All this blah-blah about holdouts in the senate is a charade.
Reid could call for cloture today and get it.
He could call for the final vote and get it.
If Lieberman could not help himself and insisted on being a dork, a Republican - any of them - would step up and save the deal.
This bill, as crafted, has at its heart the start of what is needed to save the insurance industry.
If the bill fails, that one-sixth of the U.S. economy that insurance helps to pay for will start to fall apart.
And if you thought our military and money made us mighty, guess what?
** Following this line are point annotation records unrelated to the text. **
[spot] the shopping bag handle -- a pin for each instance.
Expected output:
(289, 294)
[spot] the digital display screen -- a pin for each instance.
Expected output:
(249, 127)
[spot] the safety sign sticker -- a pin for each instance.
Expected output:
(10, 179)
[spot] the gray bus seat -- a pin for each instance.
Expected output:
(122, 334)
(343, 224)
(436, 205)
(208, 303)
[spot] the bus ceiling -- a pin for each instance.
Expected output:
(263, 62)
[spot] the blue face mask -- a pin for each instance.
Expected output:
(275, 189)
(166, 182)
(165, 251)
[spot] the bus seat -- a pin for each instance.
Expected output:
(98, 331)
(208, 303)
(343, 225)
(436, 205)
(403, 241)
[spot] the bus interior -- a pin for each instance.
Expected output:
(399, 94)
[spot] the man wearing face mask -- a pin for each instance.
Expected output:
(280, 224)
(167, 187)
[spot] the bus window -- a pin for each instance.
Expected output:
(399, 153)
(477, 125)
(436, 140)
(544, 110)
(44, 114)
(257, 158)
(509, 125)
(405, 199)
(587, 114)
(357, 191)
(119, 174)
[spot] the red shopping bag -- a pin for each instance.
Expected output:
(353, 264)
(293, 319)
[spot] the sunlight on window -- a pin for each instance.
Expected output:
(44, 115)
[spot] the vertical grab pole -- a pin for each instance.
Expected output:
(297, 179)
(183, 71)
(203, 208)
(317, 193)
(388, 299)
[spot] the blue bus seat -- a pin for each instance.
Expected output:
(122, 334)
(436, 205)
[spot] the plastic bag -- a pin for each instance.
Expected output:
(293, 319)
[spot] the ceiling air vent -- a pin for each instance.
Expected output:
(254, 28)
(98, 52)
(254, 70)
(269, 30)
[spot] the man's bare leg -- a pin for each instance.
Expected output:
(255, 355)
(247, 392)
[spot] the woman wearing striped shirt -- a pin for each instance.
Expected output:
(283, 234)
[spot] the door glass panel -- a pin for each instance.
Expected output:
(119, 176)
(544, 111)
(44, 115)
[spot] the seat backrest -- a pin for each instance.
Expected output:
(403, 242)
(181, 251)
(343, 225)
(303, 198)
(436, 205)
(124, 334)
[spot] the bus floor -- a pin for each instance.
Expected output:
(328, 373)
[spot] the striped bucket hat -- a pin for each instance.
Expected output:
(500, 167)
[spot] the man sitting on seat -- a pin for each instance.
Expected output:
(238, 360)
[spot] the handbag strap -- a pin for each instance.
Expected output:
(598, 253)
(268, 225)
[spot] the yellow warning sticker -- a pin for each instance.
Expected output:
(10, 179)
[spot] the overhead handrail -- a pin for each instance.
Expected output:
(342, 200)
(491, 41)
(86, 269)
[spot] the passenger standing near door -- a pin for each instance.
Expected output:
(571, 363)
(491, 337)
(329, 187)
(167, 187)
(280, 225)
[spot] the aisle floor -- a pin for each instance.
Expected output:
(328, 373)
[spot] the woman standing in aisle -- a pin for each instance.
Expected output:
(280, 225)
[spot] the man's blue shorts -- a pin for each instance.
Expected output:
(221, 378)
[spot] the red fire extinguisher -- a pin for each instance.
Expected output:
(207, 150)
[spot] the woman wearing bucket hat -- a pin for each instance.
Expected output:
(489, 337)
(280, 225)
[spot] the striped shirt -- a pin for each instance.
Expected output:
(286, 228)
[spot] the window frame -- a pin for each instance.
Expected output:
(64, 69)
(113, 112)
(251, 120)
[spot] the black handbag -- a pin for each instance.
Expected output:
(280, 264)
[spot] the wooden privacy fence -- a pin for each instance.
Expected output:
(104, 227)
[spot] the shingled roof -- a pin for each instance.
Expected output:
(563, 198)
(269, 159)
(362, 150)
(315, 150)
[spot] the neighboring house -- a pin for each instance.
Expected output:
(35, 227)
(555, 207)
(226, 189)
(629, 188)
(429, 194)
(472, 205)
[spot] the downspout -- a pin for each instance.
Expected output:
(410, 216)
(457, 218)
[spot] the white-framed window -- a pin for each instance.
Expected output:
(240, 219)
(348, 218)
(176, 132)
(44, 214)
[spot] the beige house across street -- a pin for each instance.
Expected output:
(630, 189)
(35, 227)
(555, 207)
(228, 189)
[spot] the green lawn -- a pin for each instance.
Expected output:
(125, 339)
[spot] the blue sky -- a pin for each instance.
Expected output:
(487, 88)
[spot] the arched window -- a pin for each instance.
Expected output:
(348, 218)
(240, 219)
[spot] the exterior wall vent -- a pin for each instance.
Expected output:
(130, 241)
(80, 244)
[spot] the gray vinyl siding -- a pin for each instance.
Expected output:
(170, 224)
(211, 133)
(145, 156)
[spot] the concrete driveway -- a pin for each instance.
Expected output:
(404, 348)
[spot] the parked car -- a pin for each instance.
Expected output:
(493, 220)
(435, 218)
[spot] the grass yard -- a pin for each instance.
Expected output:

If we lose our status as a medical superpower, the empire is well and truly done.
And that, my friends, is why I am not so worried about reform - and this reform in particular.
If every other Democrat started to oppose it it would still pass. Insurers need it too badly and feel they have enough leverage on GOPers to get it through regardless. If Republicans proved intractable, the insurance industry would turn on them. And the industry has a lot of money to bear down on difficult people.
Which is why progressive activists have been hit hard from the outset. No additional competition for the industrry will be suffered, especially competition for future handouts. That is why the PO and Medicare were DOA, despite their popularity.
So, in a nutshell
- insurers are gasping financially
- they need public help to break into wider markets
- the no-preconditions/coverage rules do not mean a lot if everyone is effectively in nationwide group coverage
- the insurance mandate is the key for the insurers.
- The Kabuki with Lieberman is just an excuse to get rid of competing plans that would cut into the ability of the insurers to ask for more money later on. If the PO or Medicare expansion were around, it would be too easy for later Congresses to say 'forget it'
- None of this would be happening without last year's financial crisis
- Reid could call for cloture today; there might be a brief filibuster to make it convincing for Lieberman supporters and republicans but no one is going to get in the way of bailing out the insurance industry.
So there you go. Opinions may of course vary. But this is as close to a full understanding of what we are witnessing as I can muster. Again, I do not work in health insurance, nor in the offices of the Senate. But from where I am sitting, this entire process is almost entirely for purposes of political posturing to obfuscate a deal that was pretty much decided on by last spring.
It is understandably a deal that insurers wish they did not have to make with Democrats - this is not an industry that likes the blue team very much. Many in the industry would prefer to wait a year, and do the exact same thing with Republicans. HOWEVER... all talk aside - some of it from myself in less calm moments - the chances of the Dems losing control of Congress are quite small and become non-existent if HCR of any kind passes...because the insurance industry will be invested in protecting the Democrats from an incensed, jilted GOP that wild probably make repealing 'Obamacare' (their word) a top campaign meme.
But this only happens if HCR passes.
The stakes are a close call in 2010... or a solid defense of Congressional majorities.
But Dems are not likely to lose.
If they were, the insurers would have pulled the plug on this deal long ago.
So love the bomb, I say! I know I do.